Fue claro que la exposición a DAP indujo respuesta al estrés de la envoltura celular en S. aureus y B. subtilis (Hachmann, 2009; Muthaiyan, 2008) y el número de alteraciones de la MC observados por Pogliano y col fueron proporcionales a la concentración de DAP utilizada en este estudio (Pogliano, 2012) y a raíz de esto, se puede pensar que a concentraciones superiores de la CIM, la capacidad de la célula para responder a estas alteraciones se limita lo que daría lugar a fugas de iones y a la pérdida del potencial de membrana, sin la formación de poros.
Zhang y cols, demostraron que la cardiolipina (CL) inhibe la formación de poros dada por la daptomicina en un modelo de liposomas.

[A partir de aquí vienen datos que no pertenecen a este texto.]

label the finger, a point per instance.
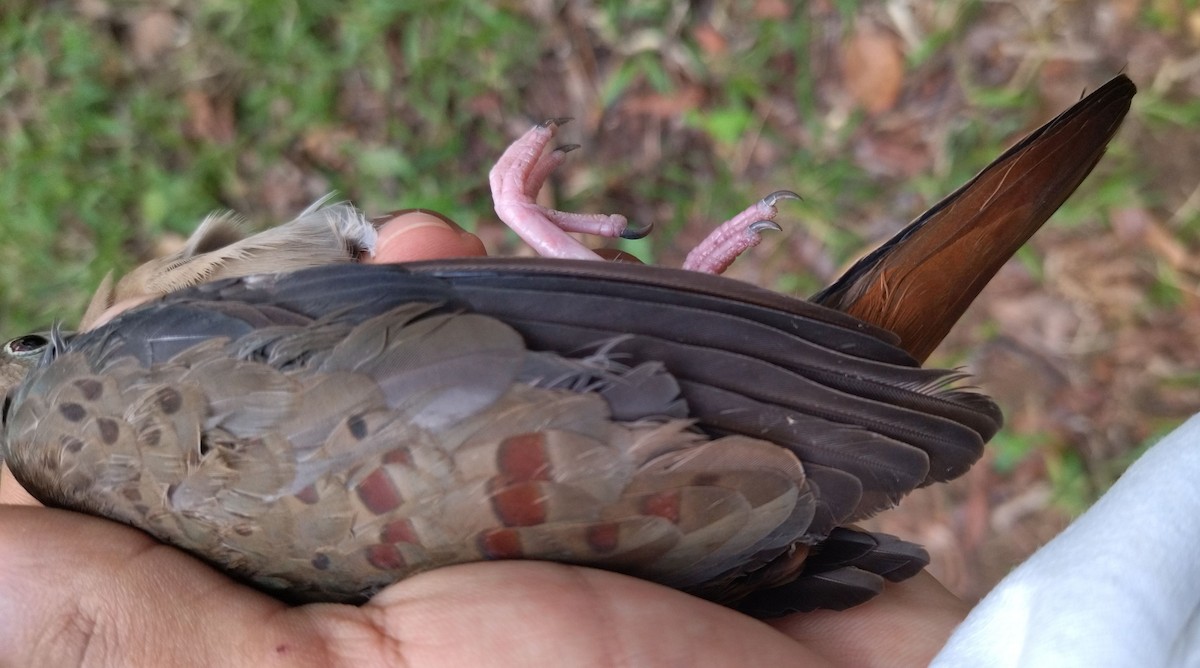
(906, 625)
(76, 589)
(525, 613)
(418, 235)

Este estudio fue motivado por estudios genéticos sobre la resistencia a la daptomicina, que sugieren que las bacterias pueden volverse más resistentes a la daptomicina mediante el aumento del contenido de cardiolipina en su membrana celular. Encontraron que la inclusión del 10% de CL en el modelo de membrana fue suficiente para eliminar eficazmente la translocación en la MC y la formación de poros en los liposomas. Además, es posible que un aumento del contenido de CL inhiba la formación de poros in vivo; sin embargo, esto aún no se ha evaluado experimentalmente (Zhang, 2014).
Sin embargo, las investigaciones hasta el momento no han ofrecido la configuración molecular de como la daptomicina esta unida a la membrana. Recientemente, Chen y cols, reportaron que hay un cambio en el dicroísmo circular (DC) de daptomicina cuando se une al FG que se encuentra en la MC en presencia de Ca2+, lo cual indicó un posible cambio estructural en la unión a la MC. Ellos determinaron que el principal efecto de DAP en la MC era remover las moléculas de los lípidos, como resultado de la interacción. Normalmente, una molécula unida a una bicapa lipídica, se adsorbe en la interface entre
las cabezas y las colas o se incrusta dentro de las colas. Los agregados de la daptomicina se desenlazan de la bicapa lipídica, ya que, los autores refieren, que no son compatibles con un estado de unión a la MC. Acá, plantean que no está claro si los lípidos están intrínsecamente siendo parte de la agregación molecular o si estas moléculas de lípidos se adhieren a los agregados cuando se están separando de la MC. En cualquier caso, las acciones de la agregación molecular y luego la desunión de la MC tiene un efecto en la extracción de lípidos, es decir, en la eliminación de moléculas de lípidos de la MC. También encontraron que debido a esto, se puede inducir la conducción de iones de modo transmembranal, sin causar fugas moleculares.
Figura 3. Mecanismo de acción de daptomicina. Tomado de Pogliano J et al., JB 2012;194:4494. DAP: Tazas de azul claro con círculos amarillos; FG, fosfatidilglicerol: lípidos verdes; CL, cardiolipina: lípidos amarillos, iones de potasio: círculos verdes y proteínas de división celular como DivIVA: ovalos azules.